In his remarks, Trump praised a separate measure being proposed by Republican Sen. Lindsey Graham that would, in part, change the current asylum process in an attempt to stem the flow of migrants arriving at the southern border.
President Trump says a newly unveiled immigration plan would "transform America's immigration system into the pride of our nation and the envy of the modern world."
"Our proposal builds upon our nation's rich history of immigration, while strengthening the bonds of citizenship that bind us together as a national family," he said during a Rose Garden unveiling ceremony.
Trump boasted his measure was not drafted by politicians, but instead utilized input from law enforcement professionals to make the US southern border "100% operationally secure."
President Trump says an immigration plan he is unveiling Thursday provides a "clear contrast" with other proposals he's deemed unsatisfactory.
"Democrats are proposing open borders, lower wages, and frankly lawless chaos," he said in the Rose Garden. "We are proposing an immigration plan that puts the jobs, wages and safety of American workers first."
"Our proposal is pro-American, pro-immigrant and pro-worker," Trump said.

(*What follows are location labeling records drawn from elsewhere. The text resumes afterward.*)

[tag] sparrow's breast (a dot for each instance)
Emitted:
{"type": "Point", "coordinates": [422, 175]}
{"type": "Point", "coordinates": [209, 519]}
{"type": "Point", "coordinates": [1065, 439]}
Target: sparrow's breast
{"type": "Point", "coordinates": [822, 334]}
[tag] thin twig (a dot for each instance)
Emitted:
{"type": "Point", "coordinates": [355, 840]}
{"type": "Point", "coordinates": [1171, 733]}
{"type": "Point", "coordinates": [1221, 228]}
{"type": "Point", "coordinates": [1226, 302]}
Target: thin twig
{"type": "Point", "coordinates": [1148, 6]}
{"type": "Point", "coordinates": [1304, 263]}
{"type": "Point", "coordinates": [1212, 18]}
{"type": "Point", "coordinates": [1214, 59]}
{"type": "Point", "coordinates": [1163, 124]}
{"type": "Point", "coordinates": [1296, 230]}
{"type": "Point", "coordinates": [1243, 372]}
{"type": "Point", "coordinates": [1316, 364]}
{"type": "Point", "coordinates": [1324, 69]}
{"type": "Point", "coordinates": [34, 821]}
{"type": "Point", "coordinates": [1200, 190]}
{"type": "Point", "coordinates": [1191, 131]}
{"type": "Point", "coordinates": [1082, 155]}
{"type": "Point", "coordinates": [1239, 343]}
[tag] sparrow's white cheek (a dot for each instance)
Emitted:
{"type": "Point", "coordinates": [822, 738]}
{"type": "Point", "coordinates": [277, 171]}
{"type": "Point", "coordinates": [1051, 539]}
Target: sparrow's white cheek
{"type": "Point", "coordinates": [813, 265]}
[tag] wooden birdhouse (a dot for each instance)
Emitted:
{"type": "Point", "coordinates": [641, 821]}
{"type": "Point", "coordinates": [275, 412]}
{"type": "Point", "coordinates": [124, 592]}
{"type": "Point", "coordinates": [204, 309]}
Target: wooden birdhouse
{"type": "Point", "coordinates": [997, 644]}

President Trump, speaking from the Rose Garden today, laid out his new immigration plan, which he said includes two goals: securing the border and establishing a new legal immigration system.
Here's how Trump explained his plan:
"Our plan achieves two critical goals. First, it stops illegal immigration and fully secures the border and second it establishes a new legal immigration system that protects American wages, promotes American values, and attracts the best and brightest from all around the world. The proposal begins with the most complete and effective border security package ever assembled by our country or any other country for that matter."
President Trump just began his remarks in the White House Rose Garden.
"We're here on this very beautiful spring day in the Rose Garden to unveil our plan to create a fair, modern and lawful system of immigration for the United States," the President said. "And it is about time."
Watch it live in the video player above.
Even within the GOP, immigration is a divisive issue. And if Republicans were to reach a consensus, they'd still have to earn support among Democrats, who control the House of Representatives.
White House senior adviser Jared Kushner briefed Senate Republicans on the plan Tuesday. After the meeting, some participants said they were "underwhelmed" by his proposal.
One of the officials acknowledged that the White House proposal would be a "much heavier lift" than Sen. Lindsey Graham's proposal to change the asylum process — and not all Republicans have bought into the plan.
"Right now, we're working with Sen. Graham and I know he's been working with Customs and Border (Protection) on how to deal with the immediate crisis," a senior administration official said. "This would solve the immediate crisis. But this is obviously a much heavier lift."
Ahead of today's immigration announcement, there are divisions inside President Trump's team about how big to go on the issue, according to a senior GOP source familiar with internal and external White House discussions.
Though influential players like Stephen Miller want to focus mostly on border issues, some, such as Jared Kushner, say they are willing to go bigger than what will be proposed today — such as including DACA — in order to get a deal.
Remember: The plan currently makes no mention about Deferred Action for Childhood Arrivals, also called DACA.
They are being reminded by GOP allies that they will be run into familiar issues, such as:
- The President has to be willing to defy his base, many of whom will freak out if he lets anyone illegal formally stay in the US legally. He has not been willing to do this so far. Would he now, finally? Only if he can be shown he can win.
- To win, Democrats need to be convinced to come to the table, which to date has not been easy because they had the rug pulled out at the beginning of the administration. And now they’re politically stronger — in control of the House and hoping for a Democrat in the White House in 2021.